Rule 144(k) means Rule 144(k) as promulgated under the Securities Act, or any successor rule.
Rule 144(k) means subsection (k) of Rule 144 under the Act.
Rule 144(k) means Rule 144(k) promulgated by the SEC pursuant to the Securities Act, as such rule may be amended from time to time, or any similar rule or regulation hereafter adopted by the SEC having substantially the same purpose and effect as such rule.

Examples of Rule 144(k) in a sentence

  • We agreed to keep this prospectus effective until the earlier of (i) the date on which the shares may be resold by the Selling Stockholders without registration and without regard to any volume limitations by reason of Rule 144(k) under the Securities Act or any other rule of similar effect or (ii) all of the shares have been sold pursuant to this prospectus or Rule 144 under the Securities Act or any other rule of similar effect.

  • The Company agrees to cooperate with the Purchaser in connection with all resales pursuant to Rule 144(d) and Rule 144(k) and provide legal opinions necessary to allow such resales provided the Company and its counsel receive reasonably requested representations from the selling Purchaser and broker, if any.

  • The Company shall include in such registration statement all or any part of such Registrable Securities such holder requests to be registered; provided, however, that the Company shall not be required to register any Registrable Securities pursuant to this Section 7(d) that are eligible for sale pursuant to Rule 144(k) of the Securities Act.

  • If all or any portion of a Debenture or Warrant is converted or exercised (as applicable) at a time when there is an effective registration statement to cover the resale of the Underlying Shares, or if such Underlying Shares may be sold under Rule 144(k) or if such legend is not otherwise required under applicable requirements of the Securities Act (including judicial interpretations thereof) then such Underlying Shares shall be issued free of all legends.

  • In connection with any transfer of Securities other than pursuant to an effective registration statement or to the Company or pursuant to Rule 144(k), except as otherwise set forth herein, the Company may require the transferor to provide to the Company an opinion of counsel selected by the transferor, the form and substance of which opinion shall be reasonably satisfactory to the Company, to the effect that such transfer does not require registration under the Securities Act.
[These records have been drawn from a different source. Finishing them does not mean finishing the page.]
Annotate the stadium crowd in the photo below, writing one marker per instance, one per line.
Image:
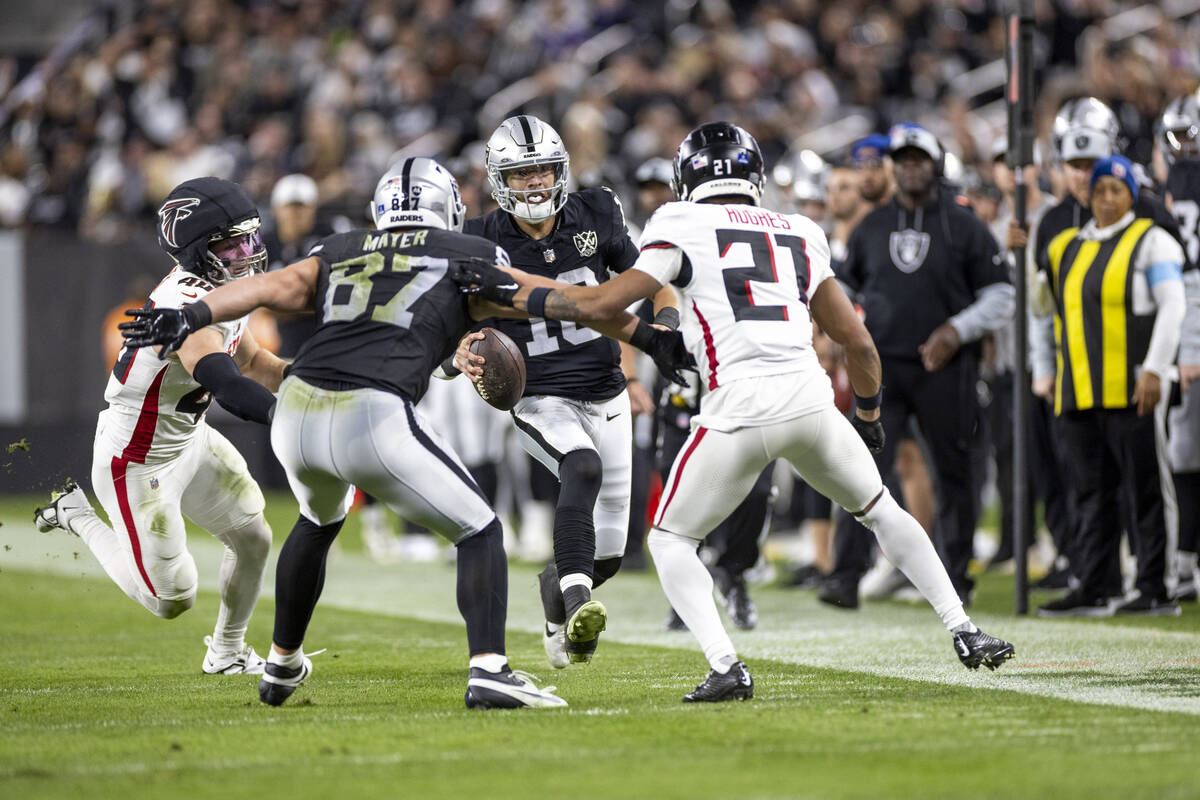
(339, 90)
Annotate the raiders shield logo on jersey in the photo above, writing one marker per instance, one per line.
(909, 250)
(586, 242)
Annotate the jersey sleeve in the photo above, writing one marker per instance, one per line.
(619, 250)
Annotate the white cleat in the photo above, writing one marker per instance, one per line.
(244, 662)
(509, 689)
(556, 647)
(65, 504)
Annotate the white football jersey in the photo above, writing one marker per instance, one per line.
(744, 275)
(154, 407)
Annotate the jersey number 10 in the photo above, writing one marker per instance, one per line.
(762, 256)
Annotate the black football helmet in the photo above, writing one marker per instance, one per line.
(719, 158)
(211, 228)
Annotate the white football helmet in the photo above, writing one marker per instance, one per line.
(1087, 114)
(420, 193)
(1179, 128)
(525, 142)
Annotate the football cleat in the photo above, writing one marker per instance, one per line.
(508, 689)
(64, 504)
(556, 647)
(583, 630)
(977, 648)
(280, 681)
(244, 662)
(733, 685)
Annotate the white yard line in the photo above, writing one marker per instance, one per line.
(1085, 661)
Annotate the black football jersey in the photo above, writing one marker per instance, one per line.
(388, 310)
(913, 270)
(1183, 186)
(589, 240)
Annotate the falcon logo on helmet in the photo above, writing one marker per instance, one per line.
(171, 214)
(719, 160)
(211, 228)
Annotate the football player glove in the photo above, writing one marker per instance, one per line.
(667, 350)
(870, 431)
(166, 326)
(480, 276)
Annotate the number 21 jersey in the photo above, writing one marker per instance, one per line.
(745, 276)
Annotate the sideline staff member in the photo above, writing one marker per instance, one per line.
(930, 280)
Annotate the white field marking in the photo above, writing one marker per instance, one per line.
(1085, 661)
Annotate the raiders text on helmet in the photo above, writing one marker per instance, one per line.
(715, 160)
(523, 142)
(1179, 128)
(211, 228)
(418, 192)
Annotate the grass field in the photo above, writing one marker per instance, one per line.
(100, 699)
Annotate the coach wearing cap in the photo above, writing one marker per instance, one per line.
(1119, 312)
(931, 282)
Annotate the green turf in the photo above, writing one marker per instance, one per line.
(99, 699)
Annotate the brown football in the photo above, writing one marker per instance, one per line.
(503, 380)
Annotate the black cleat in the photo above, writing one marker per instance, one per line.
(508, 690)
(280, 681)
(839, 591)
(978, 648)
(735, 685)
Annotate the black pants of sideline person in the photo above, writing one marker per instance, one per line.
(1113, 451)
(943, 404)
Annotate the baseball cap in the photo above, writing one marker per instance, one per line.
(910, 134)
(1117, 167)
(873, 145)
(294, 188)
(1085, 143)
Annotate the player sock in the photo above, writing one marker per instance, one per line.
(689, 588)
(905, 543)
(491, 662)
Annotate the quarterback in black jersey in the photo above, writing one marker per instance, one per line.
(575, 414)
(388, 311)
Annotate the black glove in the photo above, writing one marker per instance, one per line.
(480, 276)
(667, 350)
(871, 433)
(166, 326)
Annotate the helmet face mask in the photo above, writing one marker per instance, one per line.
(719, 160)
(418, 193)
(210, 228)
(1179, 128)
(521, 143)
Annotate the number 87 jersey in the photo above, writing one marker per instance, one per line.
(745, 275)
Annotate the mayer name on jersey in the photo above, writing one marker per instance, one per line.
(154, 407)
(588, 241)
(388, 312)
(745, 275)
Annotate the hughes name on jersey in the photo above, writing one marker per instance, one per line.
(589, 240)
(388, 310)
(745, 275)
(154, 407)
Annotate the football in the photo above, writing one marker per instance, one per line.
(503, 380)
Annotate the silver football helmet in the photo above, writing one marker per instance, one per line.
(527, 142)
(1179, 128)
(418, 192)
(1090, 114)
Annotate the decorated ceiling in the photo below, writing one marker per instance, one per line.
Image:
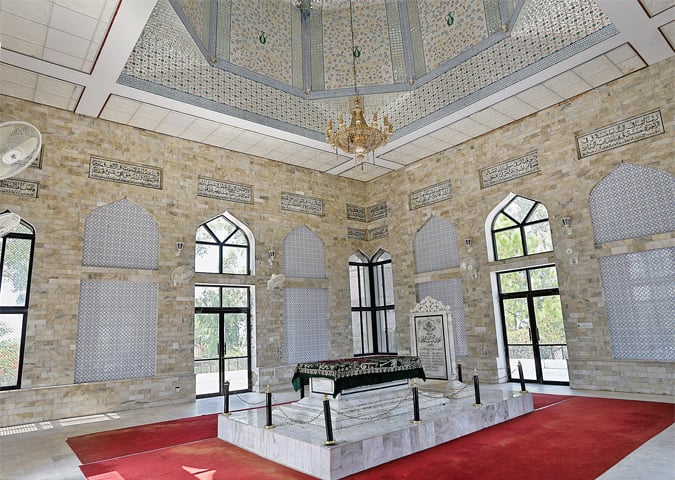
(264, 76)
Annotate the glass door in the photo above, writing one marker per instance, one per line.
(533, 324)
(222, 339)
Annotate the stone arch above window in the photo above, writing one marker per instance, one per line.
(518, 227)
(224, 245)
(632, 201)
(121, 235)
(304, 254)
(436, 246)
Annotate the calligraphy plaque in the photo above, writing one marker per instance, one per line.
(379, 232)
(430, 344)
(377, 211)
(19, 188)
(505, 171)
(354, 212)
(429, 195)
(122, 172)
(302, 204)
(221, 190)
(621, 133)
(357, 233)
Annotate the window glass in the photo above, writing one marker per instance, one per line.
(509, 243)
(207, 297)
(373, 326)
(16, 255)
(222, 247)
(235, 260)
(543, 278)
(518, 208)
(11, 326)
(206, 258)
(221, 227)
(538, 238)
(502, 221)
(521, 228)
(15, 271)
(513, 281)
(235, 297)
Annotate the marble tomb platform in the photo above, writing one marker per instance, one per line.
(301, 446)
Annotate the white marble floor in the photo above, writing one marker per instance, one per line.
(39, 451)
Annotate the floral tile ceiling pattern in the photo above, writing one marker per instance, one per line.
(263, 77)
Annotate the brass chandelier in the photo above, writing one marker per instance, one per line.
(358, 138)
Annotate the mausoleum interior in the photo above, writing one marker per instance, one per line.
(201, 210)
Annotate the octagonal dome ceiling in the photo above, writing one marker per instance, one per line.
(263, 77)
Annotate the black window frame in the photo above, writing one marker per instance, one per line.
(20, 310)
(368, 314)
(225, 244)
(518, 226)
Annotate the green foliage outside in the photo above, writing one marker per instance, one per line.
(14, 290)
(9, 357)
(206, 324)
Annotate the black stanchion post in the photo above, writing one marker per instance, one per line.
(416, 404)
(476, 388)
(268, 408)
(226, 398)
(327, 421)
(522, 379)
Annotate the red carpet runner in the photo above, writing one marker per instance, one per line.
(127, 441)
(576, 438)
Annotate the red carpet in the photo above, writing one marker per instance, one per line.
(578, 438)
(126, 441)
(542, 400)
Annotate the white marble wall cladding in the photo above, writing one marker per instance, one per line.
(449, 292)
(116, 331)
(19, 188)
(304, 254)
(371, 37)
(436, 246)
(260, 38)
(638, 292)
(632, 201)
(121, 235)
(371, 443)
(306, 331)
(449, 29)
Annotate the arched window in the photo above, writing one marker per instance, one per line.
(304, 254)
(16, 261)
(372, 302)
(521, 228)
(223, 246)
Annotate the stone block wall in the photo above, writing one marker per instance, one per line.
(563, 185)
(67, 195)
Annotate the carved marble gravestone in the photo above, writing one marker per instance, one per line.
(433, 343)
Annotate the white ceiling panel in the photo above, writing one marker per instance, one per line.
(56, 55)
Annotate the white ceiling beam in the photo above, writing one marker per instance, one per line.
(127, 26)
(638, 29)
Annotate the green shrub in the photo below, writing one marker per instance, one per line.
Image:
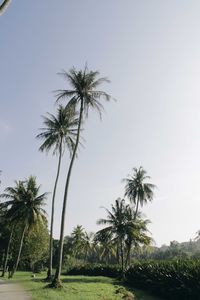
(95, 270)
(169, 279)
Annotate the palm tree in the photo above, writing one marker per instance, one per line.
(137, 190)
(124, 230)
(116, 219)
(136, 232)
(85, 95)
(24, 207)
(77, 240)
(59, 132)
(4, 5)
(106, 246)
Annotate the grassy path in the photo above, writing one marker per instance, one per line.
(75, 288)
(12, 291)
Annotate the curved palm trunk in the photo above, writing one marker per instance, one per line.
(122, 256)
(4, 5)
(128, 255)
(7, 252)
(136, 210)
(49, 272)
(19, 253)
(56, 281)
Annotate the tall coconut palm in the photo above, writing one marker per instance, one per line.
(124, 229)
(4, 5)
(59, 132)
(24, 207)
(137, 190)
(84, 94)
(116, 219)
(136, 232)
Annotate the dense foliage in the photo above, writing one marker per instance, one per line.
(169, 279)
(113, 271)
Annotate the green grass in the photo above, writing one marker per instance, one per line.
(75, 288)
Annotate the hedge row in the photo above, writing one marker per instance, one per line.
(168, 279)
(95, 270)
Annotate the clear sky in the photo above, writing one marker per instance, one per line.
(150, 50)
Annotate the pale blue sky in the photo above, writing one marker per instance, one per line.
(150, 50)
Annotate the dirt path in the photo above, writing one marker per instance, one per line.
(12, 291)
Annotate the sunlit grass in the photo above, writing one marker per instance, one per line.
(74, 288)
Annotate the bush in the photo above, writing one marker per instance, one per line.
(95, 270)
(169, 279)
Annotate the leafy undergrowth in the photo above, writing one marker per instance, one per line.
(77, 288)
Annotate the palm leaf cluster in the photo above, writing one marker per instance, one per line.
(123, 230)
(23, 208)
(63, 131)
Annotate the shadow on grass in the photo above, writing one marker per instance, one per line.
(88, 280)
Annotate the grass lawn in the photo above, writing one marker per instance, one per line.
(75, 288)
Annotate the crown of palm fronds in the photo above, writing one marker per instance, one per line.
(59, 130)
(84, 86)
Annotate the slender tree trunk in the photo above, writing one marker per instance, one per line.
(49, 272)
(122, 256)
(136, 210)
(56, 281)
(19, 253)
(4, 5)
(7, 252)
(128, 255)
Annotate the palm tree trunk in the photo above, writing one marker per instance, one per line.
(136, 210)
(7, 252)
(128, 255)
(4, 5)
(49, 272)
(19, 253)
(56, 281)
(122, 257)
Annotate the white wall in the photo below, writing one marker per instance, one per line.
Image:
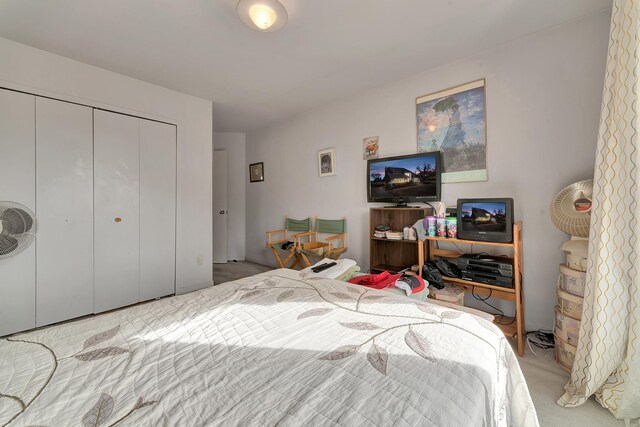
(237, 172)
(543, 104)
(42, 73)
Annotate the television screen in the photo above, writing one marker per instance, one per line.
(402, 179)
(482, 216)
(489, 220)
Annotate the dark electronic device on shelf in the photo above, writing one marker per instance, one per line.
(487, 269)
(402, 179)
(486, 220)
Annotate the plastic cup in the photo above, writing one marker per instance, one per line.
(452, 228)
(441, 227)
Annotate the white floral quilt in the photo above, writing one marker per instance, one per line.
(272, 349)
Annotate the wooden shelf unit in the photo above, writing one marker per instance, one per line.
(395, 255)
(515, 294)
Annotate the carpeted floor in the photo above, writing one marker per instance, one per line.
(544, 376)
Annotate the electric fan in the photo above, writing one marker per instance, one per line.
(571, 208)
(571, 212)
(17, 228)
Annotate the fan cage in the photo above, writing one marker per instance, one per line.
(18, 227)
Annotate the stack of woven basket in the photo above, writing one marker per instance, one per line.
(569, 309)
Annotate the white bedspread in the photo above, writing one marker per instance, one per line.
(265, 350)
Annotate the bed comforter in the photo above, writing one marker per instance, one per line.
(271, 349)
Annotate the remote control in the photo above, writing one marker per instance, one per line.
(323, 267)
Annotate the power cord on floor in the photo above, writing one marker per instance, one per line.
(542, 339)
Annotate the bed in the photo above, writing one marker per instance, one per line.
(271, 349)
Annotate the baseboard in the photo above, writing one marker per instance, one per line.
(195, 287)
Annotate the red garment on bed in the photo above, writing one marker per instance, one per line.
(376, 281)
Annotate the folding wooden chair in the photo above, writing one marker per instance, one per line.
(290, 254)
(332, 246)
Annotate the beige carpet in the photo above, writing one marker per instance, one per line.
(546, 382)
(544, 376)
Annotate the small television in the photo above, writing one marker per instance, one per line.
(486, 220)
(402, 179)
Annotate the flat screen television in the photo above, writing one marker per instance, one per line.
(486, 220)
(402, 179)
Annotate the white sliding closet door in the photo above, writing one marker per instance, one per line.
(157, 209)
(117, 210)
(17, 184)
(64, 195)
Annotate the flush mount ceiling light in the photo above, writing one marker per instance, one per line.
(262, 15)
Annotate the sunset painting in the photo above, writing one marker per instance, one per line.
(453, 122)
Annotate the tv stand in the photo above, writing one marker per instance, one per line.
(402, 206)
(511, 326)
(395, 255)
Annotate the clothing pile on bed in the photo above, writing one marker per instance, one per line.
(347, 270)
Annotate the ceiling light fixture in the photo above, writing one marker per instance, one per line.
(262, 15)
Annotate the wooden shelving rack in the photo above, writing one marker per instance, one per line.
(395, 255)
(510, 326)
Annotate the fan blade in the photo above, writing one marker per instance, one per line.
(16, 221)
(7, 244)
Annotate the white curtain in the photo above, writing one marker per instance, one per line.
(607, 361)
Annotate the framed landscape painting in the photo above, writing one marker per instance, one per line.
(327, 162)
(453, 122)
(256, 172)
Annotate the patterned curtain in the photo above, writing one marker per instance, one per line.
(607, 361)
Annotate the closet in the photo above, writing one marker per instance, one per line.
(135, 209)
(17, 183)
(103, 187)
(64, 210)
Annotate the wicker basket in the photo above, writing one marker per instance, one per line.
(569, 304)
(565, 354)
(576, 262)
(567, 328)
(449, 293)
(572, 281)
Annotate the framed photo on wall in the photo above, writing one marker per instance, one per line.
(327, 162)
(256, 172)
(453, 122)
(370, 148)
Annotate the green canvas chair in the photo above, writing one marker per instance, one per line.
(290, 255)
(332, 246)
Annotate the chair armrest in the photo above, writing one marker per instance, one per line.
(337, 236)
(282, 230)
(306, 233)
(270, 232)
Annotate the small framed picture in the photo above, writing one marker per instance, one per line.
(370, 148)
(327, 162)
(256, 172)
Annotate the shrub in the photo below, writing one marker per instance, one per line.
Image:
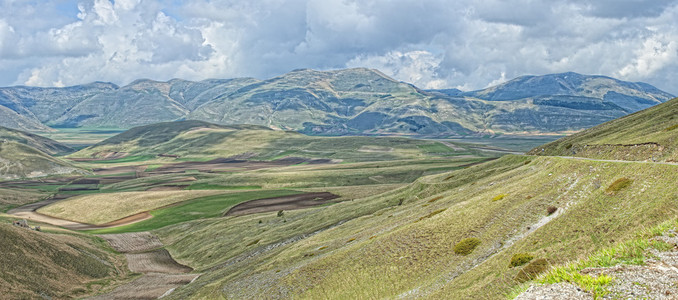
(466, 246)
(671, 127)
(499, 197)
(531, 271)
(520, 259)
(619, 185)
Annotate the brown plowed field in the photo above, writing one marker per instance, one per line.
(132, 242)
(281, 203)
(149, 286)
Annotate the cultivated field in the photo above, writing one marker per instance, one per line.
(100, 209)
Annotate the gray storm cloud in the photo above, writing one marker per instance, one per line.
(433, 44)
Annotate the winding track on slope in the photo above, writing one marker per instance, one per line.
(144, 252)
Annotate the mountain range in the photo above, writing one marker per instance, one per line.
(26, 155)
(341, 102)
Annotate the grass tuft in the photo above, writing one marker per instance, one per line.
(499, 197)
(520, 259)
(433, 213)
(619, 185)
(531, 271)
(671, 128)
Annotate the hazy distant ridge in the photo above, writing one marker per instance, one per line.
(350, 101)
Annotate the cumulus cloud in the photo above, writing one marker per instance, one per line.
(433, 44)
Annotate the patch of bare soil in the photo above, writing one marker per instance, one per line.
(281, 203)
(132, 242)
(558, 291)
(167, 188)
(144, 252)
(149, 286)
(119, 170)
(226, 164)
(157, 261)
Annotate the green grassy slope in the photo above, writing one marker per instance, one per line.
(650, 134)
(202, 140)
(54, 265)
(43, 144)
(401, 242)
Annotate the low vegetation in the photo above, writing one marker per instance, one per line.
(618, 185)
(55, 265)
(466, 246)
(643, 136)
(520, 259)
(632, 252)
(107, 207)
(532, 270)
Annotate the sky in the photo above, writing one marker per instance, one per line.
(465, 44)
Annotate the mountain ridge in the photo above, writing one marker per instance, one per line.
(356, 101)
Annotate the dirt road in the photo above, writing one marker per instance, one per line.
(144, 252)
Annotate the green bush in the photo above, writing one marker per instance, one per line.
(671, 127)
(520, 259)
(619, 185)
(531, 271)
(466, 246)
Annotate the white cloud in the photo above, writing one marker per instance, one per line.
(433, 44)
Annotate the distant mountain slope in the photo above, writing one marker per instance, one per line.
(24, 154)
(22, 161)
(651, 134)
(38, 105)
(341, 102)
(202, 140)
(43, 144)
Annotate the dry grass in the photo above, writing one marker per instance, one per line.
(103, 208)
(618, 185)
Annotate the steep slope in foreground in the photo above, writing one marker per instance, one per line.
(53, 266)
(202, 140)
(648, 135)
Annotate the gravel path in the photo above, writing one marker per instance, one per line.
(656, 279)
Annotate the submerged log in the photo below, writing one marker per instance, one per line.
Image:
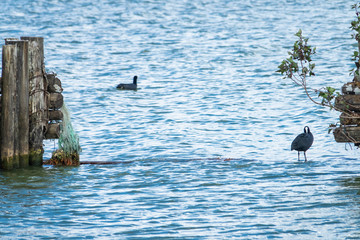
(347, 134)
(348, 102)
(353, 119)
(37, 100)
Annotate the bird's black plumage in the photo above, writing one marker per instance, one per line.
(303, 142)
(128, 86)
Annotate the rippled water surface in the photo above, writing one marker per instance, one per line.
(204, 144)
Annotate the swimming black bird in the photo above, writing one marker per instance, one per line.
(303, 142)
(128, 86)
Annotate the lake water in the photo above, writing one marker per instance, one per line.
(204, 144)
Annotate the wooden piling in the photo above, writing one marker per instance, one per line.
(14, 111)
(38, 99)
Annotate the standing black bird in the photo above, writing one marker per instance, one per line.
(128, 86)
(303, 142)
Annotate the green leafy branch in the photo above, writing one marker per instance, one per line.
(299, 66)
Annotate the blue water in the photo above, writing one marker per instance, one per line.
(208, 93)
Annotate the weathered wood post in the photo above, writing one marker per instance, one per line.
(37, 99)
(14, 112)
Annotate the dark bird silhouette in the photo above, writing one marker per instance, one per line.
(128, 86)
(303, 142)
More Definitions of Rule 144(k)

Rule 144(k) means Rule 144(k) promulgated under the Securities Act and any successor provision thereto.
Rule 144(k) means Rule 144(k) under the Securities Act.
Rule 144(k) means Rule 144(k) under the Securities Act or any successor rule.
Rule 144(k) means Rule 144(k) as promulgated under the Securities Act.
Rule 144(k) shall have the meaning set forth in Section 2(e)(iii).
Rule 144(k) means Rule 144(k) as promulgated under the Securities Act, as amended, or any successor rule.
Rule 144(k) has the meaning assigned thereto in Section 1(aa).